| Class | DataHarvester::Ad |
| In: |
scripts/ad.rb
|
| Parent: | Object |
Represents a single ad, which may contain multiple items for sale.
Most of the work to manage the parsed data, including when to split ad ad into multiple items is contained here.
| AD_FIELDS | = | ['areacode', 'phone', 'email'] | These fields apply to the ad itself, or to all items within the ad. If there are duplicates of these, the duplicates should be tossed, rather than creating a duplicate ad. |
| atts | [R] | |
| cat | [R] | |
| fielded_atts | [R] | |
| id | [R] | |
| text | [R] |
An ad is made up of:
id - the unique id of the ad.
cat - the category of the ad.
text - text of the ad.
fielded_atts - hash of name/vals of attributes
specified for this ad. This is used to compare
against the extraction results.
atts - Hash of attributes extracted from the text
position in the original text is the key. The
name,value tuple is the second part. If there is
no name, the first part will be nil.
Returns an array of hashes for the attributes in this ad. The first item in the array will represent the data common to all items, like the phone number. The rest will apply to specific items within the ads. The hashes themselves will be name/value pairs.

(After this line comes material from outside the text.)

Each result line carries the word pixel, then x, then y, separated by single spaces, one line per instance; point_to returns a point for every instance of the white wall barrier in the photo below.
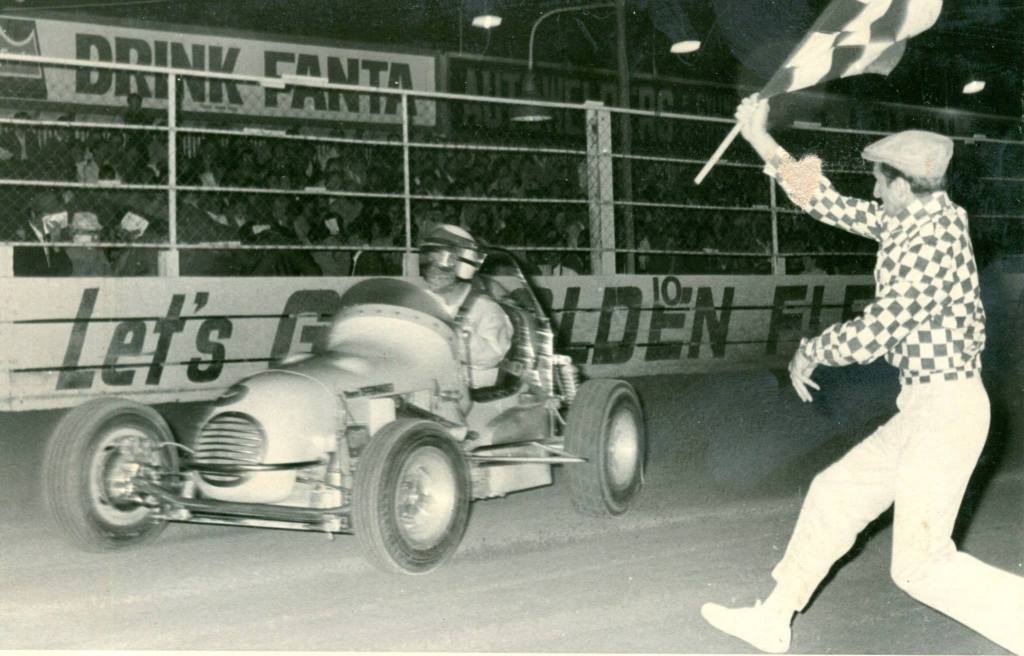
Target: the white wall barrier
pixel 162 340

Underscores have special meaning. Any fields with the same name before and underscore, but different afterwards, will be treated as the same field, but with different values. By convention, _1, _2, etc. is used. For example, ‘bed_1’ and ‘bed_2’ should cause the ad to split into 2 identical items, except that they will have different values for ‘bed’
Only a max of 1 field using this underscore convention is supported, so that if you have ‘bed_1’ and ‘bath_1’, you will only get one of those fields back.